Quick rates and dates

Corporate income tax (CIT) rates
Headline CIT rate (%)

Federal CIT: 8.5% on profit after tax (7.83% on profit before tax). Cantonal and communal CITs are added to federal CIT, resulting in an overall effective tax rate between 11.9% and 21.6%, depending on the company’s location of corporate residence in Switzerland.

Corporate income tax (CIT) due dates
CIT return due date

The due date varies from canton to canton (usually between six and nine months after the close of the business year).

CIT final payment due date

The due date varies from canton to canton.

CIT estimated payment due dates

Federal CIT is usually due by 31 March of the following tax period. At the cantonal level, the due dates vary from canton to canton.

Personal income tax (PIT) rates
Headline PIT rate (%)

Federal: 11.5;

Cantonal and communal PIT rate varies per canton and is added to the federal PIT rate, resulting in an overall PIT rate between 22.5% and 45%.

Personal income tax (PIT) due dates
PIT return due date

Generally 31 March, but may vary per canton.

PIT final payment due date

30 days after final invoice

PIT estimated payment due dates

Federal: 31 March of the following tax period;

At cantonal level: Due date varies per canton.

Value-added tax (VAT) rates
Standard VAT rate (%)

7.7

Withholding tax (WHT) rates
WHT rates (%) (Div/Int/Roy)

Resident: Between 0 and 35 / 0 / 0;

Non-resident: Between 0 and 35 / Between 0 and 35 / 0

Capital gains tax (CGT) rates
Corporate capital gains tax rate (%)

Overall an effective tax rate between 11.9% and 21.6% depending on the company's location of corporate residence in Switzerland applies. Exceptions to be considered relate to the participation relief and capital gains on real estate.

Individual capital gains tax rate (%)

Movable assets: Exempt;

Non-movable assets: Exempt for federal tax, and cantonal tax rate varies per canton

Net wealth/worth tax rates
Headline net wealth/worth tax rate (%)

Federal: Exempt;

Cantonal and communal personal net wealth tax rate varies per canton, resulting in an overall personal net wealth tax rate between 0.15% and 1.01%.

Inheritance and gift tax rates
Inheritance tax rate (%)

Federal: Exempt;

Spouse: Exempt;

Direct descendants: Exempt in most cantons.

Others: Depending on relationship to deceased and varies per canton.

Gift tax rate (%)

Federal: Exempt;

Spouse: Exempt;

Direct descendants: Exempt in most cantons.

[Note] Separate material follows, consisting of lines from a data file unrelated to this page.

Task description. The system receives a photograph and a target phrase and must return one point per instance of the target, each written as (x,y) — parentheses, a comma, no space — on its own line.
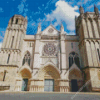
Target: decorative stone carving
(49,49)
(50,30)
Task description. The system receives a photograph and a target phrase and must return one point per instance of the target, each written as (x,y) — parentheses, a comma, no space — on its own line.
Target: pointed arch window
(98,54)
(74,58)
(16,21)
(27,58)
(8,58)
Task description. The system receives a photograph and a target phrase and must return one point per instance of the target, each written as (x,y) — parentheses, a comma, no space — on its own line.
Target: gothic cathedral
(51,60)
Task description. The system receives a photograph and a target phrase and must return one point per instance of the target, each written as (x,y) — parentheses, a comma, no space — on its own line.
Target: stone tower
(13,40)
(88,29)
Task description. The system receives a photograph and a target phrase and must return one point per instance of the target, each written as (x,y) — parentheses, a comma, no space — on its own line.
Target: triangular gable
(50,30)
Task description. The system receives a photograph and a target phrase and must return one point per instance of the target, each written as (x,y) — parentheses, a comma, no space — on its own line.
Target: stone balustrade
(64,89)
(36,88)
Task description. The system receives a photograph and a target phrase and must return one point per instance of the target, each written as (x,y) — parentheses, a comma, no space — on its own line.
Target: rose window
(49,49)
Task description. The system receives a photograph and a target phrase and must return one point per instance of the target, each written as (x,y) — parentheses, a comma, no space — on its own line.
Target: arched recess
(75,78)
(26,58)
(74,58)
(50,72)
(25,73)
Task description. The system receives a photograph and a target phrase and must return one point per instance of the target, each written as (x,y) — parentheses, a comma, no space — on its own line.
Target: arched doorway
(75,78)
(26,75)
(50,76)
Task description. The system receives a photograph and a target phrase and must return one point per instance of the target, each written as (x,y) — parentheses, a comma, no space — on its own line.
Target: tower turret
(96,10)
(81,9)
(15,32)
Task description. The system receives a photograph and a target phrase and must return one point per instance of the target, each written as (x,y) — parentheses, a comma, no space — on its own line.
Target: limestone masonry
(51,60)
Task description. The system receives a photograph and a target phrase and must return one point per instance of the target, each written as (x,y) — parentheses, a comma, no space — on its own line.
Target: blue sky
(45,12)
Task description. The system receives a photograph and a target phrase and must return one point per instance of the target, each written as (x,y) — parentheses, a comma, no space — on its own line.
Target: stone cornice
(9,65)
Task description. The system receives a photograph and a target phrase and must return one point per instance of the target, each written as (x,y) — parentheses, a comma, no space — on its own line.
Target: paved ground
(49,96)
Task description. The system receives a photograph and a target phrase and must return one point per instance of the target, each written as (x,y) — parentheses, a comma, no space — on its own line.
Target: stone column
(63,55)
(98,26)
(15,38)
(5,39)
(18,39)
(8,38)
(88,53)
(95,28)
(85,32)
(89,29)
(97,47)
(94,54)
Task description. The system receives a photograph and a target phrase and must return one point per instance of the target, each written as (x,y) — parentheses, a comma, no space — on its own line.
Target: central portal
(24,84)
(49,85)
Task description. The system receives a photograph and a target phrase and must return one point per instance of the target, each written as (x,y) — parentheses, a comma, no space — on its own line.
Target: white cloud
(79,3)
(98,3)
(1,10)
(85,1)
(22,8)
(90,7)
(64,12)
(0,45)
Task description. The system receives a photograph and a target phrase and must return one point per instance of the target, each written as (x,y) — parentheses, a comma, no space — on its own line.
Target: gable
(50,30)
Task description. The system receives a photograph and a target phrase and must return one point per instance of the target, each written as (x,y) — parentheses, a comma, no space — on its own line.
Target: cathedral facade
(51,60)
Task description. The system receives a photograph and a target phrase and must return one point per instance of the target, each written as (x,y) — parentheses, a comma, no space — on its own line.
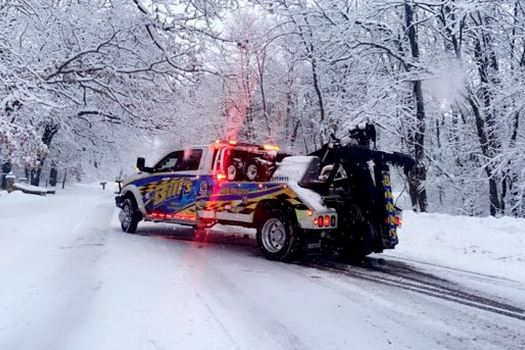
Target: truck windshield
(186,160)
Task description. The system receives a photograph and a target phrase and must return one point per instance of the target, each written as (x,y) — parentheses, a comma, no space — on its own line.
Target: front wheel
(129,216)
(277,237)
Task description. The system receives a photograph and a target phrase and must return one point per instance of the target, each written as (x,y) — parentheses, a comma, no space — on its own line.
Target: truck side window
(186,160)
(169,162)
(191,158)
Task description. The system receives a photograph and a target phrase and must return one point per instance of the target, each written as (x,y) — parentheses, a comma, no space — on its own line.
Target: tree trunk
(419,175)
(50,129)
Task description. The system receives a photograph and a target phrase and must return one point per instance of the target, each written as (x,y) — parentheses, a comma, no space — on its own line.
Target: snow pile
(31,188)
(494,246)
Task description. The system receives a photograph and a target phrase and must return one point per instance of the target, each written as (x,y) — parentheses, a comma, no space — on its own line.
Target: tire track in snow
(423,283)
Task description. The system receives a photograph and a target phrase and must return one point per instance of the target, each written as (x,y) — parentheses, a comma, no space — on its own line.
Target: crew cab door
(174,185)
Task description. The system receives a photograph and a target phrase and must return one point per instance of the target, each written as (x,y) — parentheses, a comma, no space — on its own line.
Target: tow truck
(338,198)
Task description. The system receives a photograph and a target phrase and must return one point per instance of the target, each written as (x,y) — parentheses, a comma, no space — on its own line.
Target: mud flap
(389,234)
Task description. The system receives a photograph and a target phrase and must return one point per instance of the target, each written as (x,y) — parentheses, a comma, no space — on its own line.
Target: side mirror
(141,163)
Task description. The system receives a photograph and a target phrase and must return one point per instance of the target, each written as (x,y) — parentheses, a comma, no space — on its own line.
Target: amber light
(271,148)
(398,221)
(327,220)
(320,221)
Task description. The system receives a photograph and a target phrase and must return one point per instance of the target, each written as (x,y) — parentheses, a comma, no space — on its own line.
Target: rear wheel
(129,216)
(277,236)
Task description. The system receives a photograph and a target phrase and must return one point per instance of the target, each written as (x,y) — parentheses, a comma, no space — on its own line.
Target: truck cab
(339,196)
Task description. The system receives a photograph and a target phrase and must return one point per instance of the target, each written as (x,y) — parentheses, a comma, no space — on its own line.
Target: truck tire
(277,236)
(129,216)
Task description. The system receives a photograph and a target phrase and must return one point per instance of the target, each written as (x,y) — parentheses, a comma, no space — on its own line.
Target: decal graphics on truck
(339,195)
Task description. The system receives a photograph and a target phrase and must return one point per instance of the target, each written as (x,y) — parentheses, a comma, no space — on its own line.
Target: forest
(88,85)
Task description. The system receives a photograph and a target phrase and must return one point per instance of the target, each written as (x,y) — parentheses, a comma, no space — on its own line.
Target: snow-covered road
(70,279)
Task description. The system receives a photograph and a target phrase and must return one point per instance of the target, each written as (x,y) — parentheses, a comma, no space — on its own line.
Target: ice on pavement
(70,279)
(488,245)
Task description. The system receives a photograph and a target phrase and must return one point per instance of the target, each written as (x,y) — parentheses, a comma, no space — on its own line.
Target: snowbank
(494,246)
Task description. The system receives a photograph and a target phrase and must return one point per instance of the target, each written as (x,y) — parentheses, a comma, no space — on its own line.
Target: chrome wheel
(125,216)
(129,216)
(251,172)
(273,235)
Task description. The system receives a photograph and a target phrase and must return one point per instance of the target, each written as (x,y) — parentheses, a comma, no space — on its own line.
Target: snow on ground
(70,279)
(494,246)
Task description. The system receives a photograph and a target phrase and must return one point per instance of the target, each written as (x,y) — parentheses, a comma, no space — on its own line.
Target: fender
(134,190)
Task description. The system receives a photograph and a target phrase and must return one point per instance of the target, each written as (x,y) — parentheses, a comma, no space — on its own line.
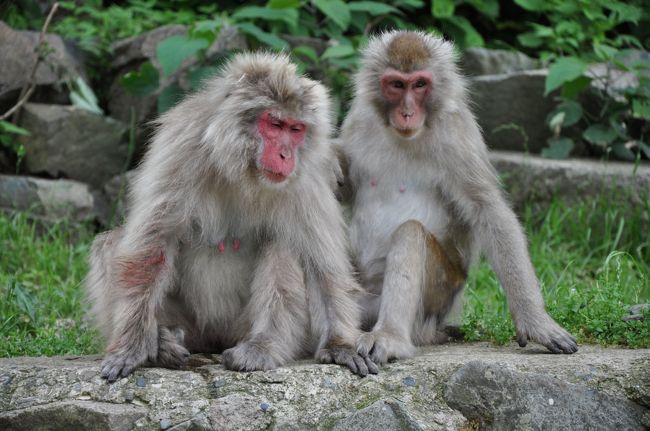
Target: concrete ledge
(454,386)
(533,178)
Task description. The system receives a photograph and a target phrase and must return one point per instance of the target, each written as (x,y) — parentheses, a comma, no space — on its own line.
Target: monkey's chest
(381,206)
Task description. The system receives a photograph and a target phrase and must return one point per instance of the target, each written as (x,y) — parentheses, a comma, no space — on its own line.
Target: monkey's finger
(522,340)
(361,365)
(372,367)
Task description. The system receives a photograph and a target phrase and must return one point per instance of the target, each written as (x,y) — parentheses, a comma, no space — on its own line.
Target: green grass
(593,261)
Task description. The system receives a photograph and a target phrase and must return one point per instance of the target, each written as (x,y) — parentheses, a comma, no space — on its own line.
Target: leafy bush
(579,34)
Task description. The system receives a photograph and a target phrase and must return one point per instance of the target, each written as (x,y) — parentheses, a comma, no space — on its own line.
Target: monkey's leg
(277,311)
(400,298)
(141,281)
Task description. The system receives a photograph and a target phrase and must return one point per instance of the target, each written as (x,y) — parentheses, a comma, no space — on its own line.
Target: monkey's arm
(502,240)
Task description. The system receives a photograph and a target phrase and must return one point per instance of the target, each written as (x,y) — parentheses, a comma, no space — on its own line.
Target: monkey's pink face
(406,94)
(281,138)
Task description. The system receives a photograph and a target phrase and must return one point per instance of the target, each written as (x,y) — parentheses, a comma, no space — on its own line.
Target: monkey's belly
(378,214)
(217,283)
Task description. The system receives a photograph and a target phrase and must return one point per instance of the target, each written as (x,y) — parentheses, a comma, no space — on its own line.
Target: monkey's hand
(250,356)
(381,346)
(123,361)
(545,331)
(357,363)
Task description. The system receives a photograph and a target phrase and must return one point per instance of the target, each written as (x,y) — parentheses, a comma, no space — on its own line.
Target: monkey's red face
(281,138)
(406,94)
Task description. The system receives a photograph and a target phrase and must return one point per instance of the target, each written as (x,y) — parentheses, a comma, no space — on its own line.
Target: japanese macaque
(427,202)
(232,240)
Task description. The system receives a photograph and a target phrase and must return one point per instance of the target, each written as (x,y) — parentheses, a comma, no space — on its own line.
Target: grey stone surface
(485,61)
(70,415)
(499,398)
(307,396)
(19,56)
(49,199)
(532,178)
(74,143)
(511,109)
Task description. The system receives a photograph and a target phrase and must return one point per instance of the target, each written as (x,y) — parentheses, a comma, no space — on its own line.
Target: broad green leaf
(169,97)
(442,8)
(489,8)
(8,127)
(336,10)
(599,134)
(200,74)
(532,5)
(289,16)
(645,148)
(371,7)
(282,4)
(572,88)
(572,112)
(306,51)
(262,36)
(530,40)
(172,51)
(469,36)
(141,82)
(641,109)
(558,148)
(564,69)
(82,96)
(338,51)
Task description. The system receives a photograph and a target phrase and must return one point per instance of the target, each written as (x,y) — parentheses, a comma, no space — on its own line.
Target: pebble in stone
(409,381)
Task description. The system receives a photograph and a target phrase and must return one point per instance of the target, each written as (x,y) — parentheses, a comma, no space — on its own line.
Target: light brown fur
(171,280)
(425,206)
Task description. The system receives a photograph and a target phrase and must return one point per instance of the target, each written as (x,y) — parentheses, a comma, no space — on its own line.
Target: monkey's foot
(249,356)
(545,331)
(171,351)
(381,346)
(121,363)
(357,363)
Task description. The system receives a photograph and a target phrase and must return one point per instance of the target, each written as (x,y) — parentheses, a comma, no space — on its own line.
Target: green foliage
(9,133)
(583,32)
(41,305)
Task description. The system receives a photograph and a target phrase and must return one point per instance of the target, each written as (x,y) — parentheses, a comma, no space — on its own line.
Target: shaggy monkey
(427,202)
(231,239)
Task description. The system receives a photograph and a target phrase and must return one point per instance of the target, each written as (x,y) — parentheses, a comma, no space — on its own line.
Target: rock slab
(446,387)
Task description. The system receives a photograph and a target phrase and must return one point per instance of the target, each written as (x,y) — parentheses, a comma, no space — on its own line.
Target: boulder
(529,178)
(444,387)
(511,109)
(484,61)
(48,199)
(19,55)
(74,143)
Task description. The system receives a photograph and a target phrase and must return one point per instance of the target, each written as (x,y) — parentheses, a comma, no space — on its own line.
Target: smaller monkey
(233,241)
(427,202)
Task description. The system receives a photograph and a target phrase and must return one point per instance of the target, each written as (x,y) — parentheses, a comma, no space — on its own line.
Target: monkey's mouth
(274,177)
(407,133)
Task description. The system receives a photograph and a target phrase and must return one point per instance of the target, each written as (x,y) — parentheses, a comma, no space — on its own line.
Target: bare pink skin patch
(406,94)
(281,138)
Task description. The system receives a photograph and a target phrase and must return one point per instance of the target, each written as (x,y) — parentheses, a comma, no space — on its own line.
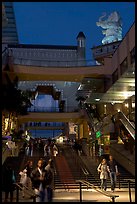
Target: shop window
(132,56)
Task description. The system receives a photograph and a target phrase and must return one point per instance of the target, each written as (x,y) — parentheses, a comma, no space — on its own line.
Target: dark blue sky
(58,23)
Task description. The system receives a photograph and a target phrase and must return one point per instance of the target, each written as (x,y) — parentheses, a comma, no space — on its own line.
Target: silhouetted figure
(113,172)
(50,180)
(8,182)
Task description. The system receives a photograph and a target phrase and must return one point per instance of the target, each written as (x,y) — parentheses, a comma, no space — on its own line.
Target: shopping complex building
(91,102)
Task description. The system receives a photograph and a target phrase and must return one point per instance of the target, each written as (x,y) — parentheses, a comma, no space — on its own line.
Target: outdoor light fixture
(126,105)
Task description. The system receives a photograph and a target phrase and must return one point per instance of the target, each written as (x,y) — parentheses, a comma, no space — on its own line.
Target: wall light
(126,105)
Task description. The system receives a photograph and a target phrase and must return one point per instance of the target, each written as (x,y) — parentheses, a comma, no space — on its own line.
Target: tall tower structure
(81,42)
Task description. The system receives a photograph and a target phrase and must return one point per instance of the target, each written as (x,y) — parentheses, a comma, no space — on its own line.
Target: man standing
(50,179)
(113,172)
(38,181)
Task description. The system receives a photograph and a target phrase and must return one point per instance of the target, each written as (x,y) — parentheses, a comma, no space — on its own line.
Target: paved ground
(87,196)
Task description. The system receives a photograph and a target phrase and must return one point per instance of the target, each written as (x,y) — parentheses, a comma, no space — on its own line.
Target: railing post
(130,200)
(80,185)
(17,194)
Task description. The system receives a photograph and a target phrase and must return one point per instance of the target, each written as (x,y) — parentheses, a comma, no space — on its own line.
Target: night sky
(58,23)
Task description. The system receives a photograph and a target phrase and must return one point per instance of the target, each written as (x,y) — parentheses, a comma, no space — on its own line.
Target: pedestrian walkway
(89,195)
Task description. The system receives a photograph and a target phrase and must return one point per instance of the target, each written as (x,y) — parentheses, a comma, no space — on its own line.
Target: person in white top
(103,170)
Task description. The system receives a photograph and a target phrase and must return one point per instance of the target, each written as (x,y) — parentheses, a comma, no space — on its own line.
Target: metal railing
(88,184)
(54,63)
(68,109)
(29,192)
(129,187)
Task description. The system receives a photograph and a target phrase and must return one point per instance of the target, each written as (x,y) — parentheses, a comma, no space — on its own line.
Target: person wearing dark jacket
(8,182)
(38,182)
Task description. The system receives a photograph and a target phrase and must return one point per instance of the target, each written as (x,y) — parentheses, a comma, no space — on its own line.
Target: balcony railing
(52,63)
(68,109)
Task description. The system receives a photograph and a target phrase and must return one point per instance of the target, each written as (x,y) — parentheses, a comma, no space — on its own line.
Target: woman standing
(103,170)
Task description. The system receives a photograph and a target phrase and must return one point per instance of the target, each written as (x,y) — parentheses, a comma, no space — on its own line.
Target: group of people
(40,179)
(107,169)
(43,148)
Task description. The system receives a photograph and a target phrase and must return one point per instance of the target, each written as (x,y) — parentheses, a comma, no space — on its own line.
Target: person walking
(38,182)
(103,170)
(8,181)
(50,179)
(113,172)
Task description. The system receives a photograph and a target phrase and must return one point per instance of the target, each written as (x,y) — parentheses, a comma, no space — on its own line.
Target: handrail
(108,194)
(129,187)
(55,63)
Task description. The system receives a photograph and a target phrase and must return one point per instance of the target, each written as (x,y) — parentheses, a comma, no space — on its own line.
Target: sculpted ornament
(112,27)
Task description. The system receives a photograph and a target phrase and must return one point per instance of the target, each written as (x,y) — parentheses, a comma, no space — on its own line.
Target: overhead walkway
(35,71)
(51,117)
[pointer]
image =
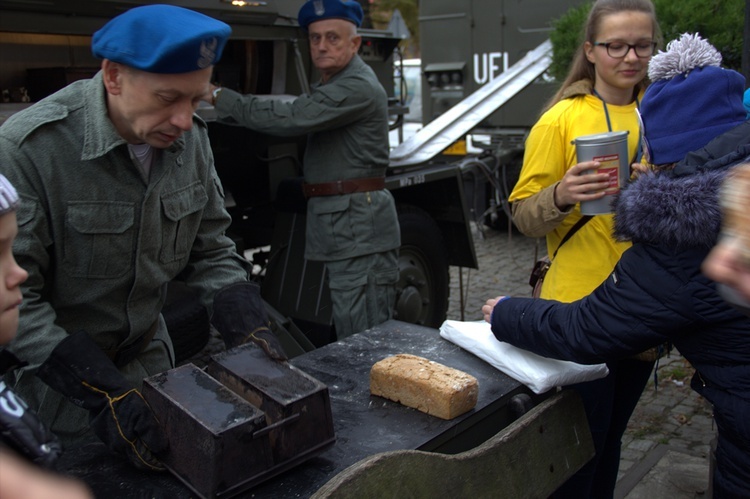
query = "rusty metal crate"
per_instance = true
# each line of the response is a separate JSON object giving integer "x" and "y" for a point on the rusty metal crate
{"x": 217, "y": 442}
{"x": 296, "y": 405}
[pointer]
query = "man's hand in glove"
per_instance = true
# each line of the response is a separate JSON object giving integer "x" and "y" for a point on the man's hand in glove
{"x": 118, "y": 414}
{"x": 240, "y": 316}
{"x": 22, "y": 430}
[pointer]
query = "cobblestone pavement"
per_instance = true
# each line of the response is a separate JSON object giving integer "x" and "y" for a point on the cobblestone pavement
{"x": 666, "y": 447}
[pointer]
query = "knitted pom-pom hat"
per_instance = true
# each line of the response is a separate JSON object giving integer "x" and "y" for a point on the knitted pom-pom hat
{"x": 690, "y": 101}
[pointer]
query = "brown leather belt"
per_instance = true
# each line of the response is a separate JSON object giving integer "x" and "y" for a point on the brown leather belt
{"x": 124, "y": 355}
{"x": 343, "y": 187}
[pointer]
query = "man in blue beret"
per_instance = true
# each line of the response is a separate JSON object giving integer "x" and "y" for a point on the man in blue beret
{"x": 119, "y": 197}
{"x": 351, "y": 218}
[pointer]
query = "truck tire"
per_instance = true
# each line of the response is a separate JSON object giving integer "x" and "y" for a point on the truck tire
{"x": 422, "y": 290}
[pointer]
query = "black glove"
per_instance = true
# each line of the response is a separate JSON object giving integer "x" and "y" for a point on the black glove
{"x": 118, "y": 414}
{"x": 22, "y": 430}
{"x": 240, "y": 316}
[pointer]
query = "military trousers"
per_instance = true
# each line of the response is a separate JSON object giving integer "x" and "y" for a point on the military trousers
{"x": 363, "y": 291}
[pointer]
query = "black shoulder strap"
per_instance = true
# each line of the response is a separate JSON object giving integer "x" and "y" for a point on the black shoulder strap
{"x": 580, "y": 223}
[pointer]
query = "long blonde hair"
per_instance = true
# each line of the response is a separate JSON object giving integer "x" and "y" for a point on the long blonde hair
{"x": 582, "y": 68}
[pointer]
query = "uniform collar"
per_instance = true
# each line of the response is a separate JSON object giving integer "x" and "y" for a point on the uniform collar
{"x": 100, "y": 134}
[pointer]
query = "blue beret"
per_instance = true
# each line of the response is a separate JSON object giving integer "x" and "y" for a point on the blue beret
{"x": 317, "y": 10}
{"x": 162, "y": 39}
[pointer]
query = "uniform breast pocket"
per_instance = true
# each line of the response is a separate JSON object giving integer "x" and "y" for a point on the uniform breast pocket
{"x": 99, "y": 239}
{"x": 182, "y": 217}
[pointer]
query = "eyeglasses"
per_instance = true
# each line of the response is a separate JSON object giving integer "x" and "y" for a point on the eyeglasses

Others: Varies per canton.

NA stands for Not Applicable (i.e. the territory does not have the indicated tax or requirement)

NP stands for Not Provided (i.e. the information is not currently provided in this chart)

All information in this chart is up to date as of the 'Last reviewed' date on the corresponding territory Overview page. This chart has been prepared for general guidance on matters of interest only, and does not constitute professional advice. You should not act upon the information contained in this chart without obtaining specific professional advice. No representation or warranty (express or implied) is given as to the accuracy or completeness of the information contained in this chart, and, to the extent permitted by law, PwC does not accept or assume any liability, responsibility or duty of care for any consequences of you or anyone else acting, or refraining to act, in reliance on the information contained in this chart or for any decision based on it.